Nginx capping at 320 requests per second

dpn · August 26, 2010, 12:09am

Hey, we run a website of fairly decent volume… up to nearly 4m
pageviews a day.

At the moment we run a single machine with nginx and mysql and two
worker machines with memcached and tornado instances. The nginx server
is a reverse proxy to the workers and also serves static media.

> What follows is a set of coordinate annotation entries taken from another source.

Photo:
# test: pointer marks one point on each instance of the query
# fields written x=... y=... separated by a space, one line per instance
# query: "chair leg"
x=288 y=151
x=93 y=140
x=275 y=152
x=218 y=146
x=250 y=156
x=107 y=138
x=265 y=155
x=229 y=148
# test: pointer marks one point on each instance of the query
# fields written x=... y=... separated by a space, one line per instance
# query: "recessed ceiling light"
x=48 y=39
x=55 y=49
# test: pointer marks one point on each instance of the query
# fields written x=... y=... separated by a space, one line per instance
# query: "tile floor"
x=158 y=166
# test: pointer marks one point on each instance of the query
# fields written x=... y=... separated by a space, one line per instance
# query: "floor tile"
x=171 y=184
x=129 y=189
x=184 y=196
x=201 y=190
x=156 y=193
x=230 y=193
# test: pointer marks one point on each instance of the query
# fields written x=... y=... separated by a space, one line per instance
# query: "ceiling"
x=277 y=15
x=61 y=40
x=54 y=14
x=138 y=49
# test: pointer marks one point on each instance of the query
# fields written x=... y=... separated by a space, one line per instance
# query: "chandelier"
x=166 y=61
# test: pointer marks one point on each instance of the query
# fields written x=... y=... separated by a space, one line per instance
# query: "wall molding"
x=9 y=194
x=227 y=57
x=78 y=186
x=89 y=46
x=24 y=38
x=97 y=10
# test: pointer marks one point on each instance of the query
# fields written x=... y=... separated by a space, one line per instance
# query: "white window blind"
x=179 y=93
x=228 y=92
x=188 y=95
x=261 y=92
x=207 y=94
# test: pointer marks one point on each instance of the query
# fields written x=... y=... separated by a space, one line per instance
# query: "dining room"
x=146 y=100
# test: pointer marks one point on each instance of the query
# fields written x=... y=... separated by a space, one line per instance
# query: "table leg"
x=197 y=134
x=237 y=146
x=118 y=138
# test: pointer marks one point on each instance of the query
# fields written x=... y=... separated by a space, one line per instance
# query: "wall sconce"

The CPU load and memory usage on both of the worker boxes are well
within reasonable expectations.

What I am observing is that nginx gets to about 320 requests per second
then requests start backing up. Sometimes taking the server down, see
this image: http://dl.dropbox.com/u/367355/nginx.png

When the server doesn’t go down, we see a flattening of requests around
the 320 mark, and the number of “waiting” requests and the memory usage
of nginx spikes considerably.

I’ve tried upping the number of workers in case all of them are blocking
for long enough to cause this cascading effect (the tornado db driver is
not async) but didn’t really see an improvement by adding more. I’ve
also added lots of async memcached access to avoid hitting the db too
much.

I’ve included the configs below… thanks for any help you may have!

user www-data;
worker_processes 4;
worker_rlimit_nofile 32768;


error_log  /dev/null crit;
pid        /var/run/nginx.pid;

events {
    worker_connections  8192;
    use epoll;
}

http {
    include       /etc/nginx/mime.types;
    default_type  application/octet-stream;

    access_log  /dev/null;

    sendfile        on;

    keepalive_timeout  0;
    tcp_nodelay        on;

    gzip  on;
    gzip_types text/css text/plain text/javascript
application/x-javascript application/json;
    gzip_comp_level 5;
    gzip_disable     "msie6";

    include /etc/nginx/conf.d/*.conf;
    include /etc/nginx/sites-enabled/*;
}

upstream bar {
 server worker1:8888 max_fails=1 fail_timeout=10s;
 server worker2:8888 max_fails=1 fail_timeout=10s;
}


server { # simple reverse-proxy
    listen       80;
    server_name  bar.net;
    #access_log   logs/bar.access.log;
    access_log /dev/null;


    location /nginx_status {
            stub_status on;
            access_log off;
            allow 127.0.0.1;
            deny all;
    }

    location ^~ /static/ {
        root /home/foo/bar;
        if ($query_string) {
                expires max;
            }
        }

    # pass requests for dynamic content to tornado
    location / {
            proxy_pass_header Server;
            proxy_set_header Host $http_host;
            proxy_redirect false;
            proxy_set_header X-Real-IP $remote_addr;
            proxy_set_header X-Scheme $scheme;
            proxy_pass      http://tweete;
    }
    error_page 411 /411.html;
    location = /411.html {
         root  /home/foo/bar/static/error;
    }

    error_page 500 502 503 504  /500.html;
    location = /500.html {
         root  /home/foo/bar/static/error;
     }
  }

Posted at Nginx Forum:

dpn · August 26, 2010, 12:10am

I should note that I’m running 15 workers on each worker box… I just
cut them out of the upstream section to make the config shorter.

Posted at Nginx Forum:

dpn · August 26, 2010, 1:01am

Are you certain it’s Nginx and not Tornado? You might try using

issue warning if we block for over 200ms

tornado.ioloop.set_blocking_log_threshold (0.2)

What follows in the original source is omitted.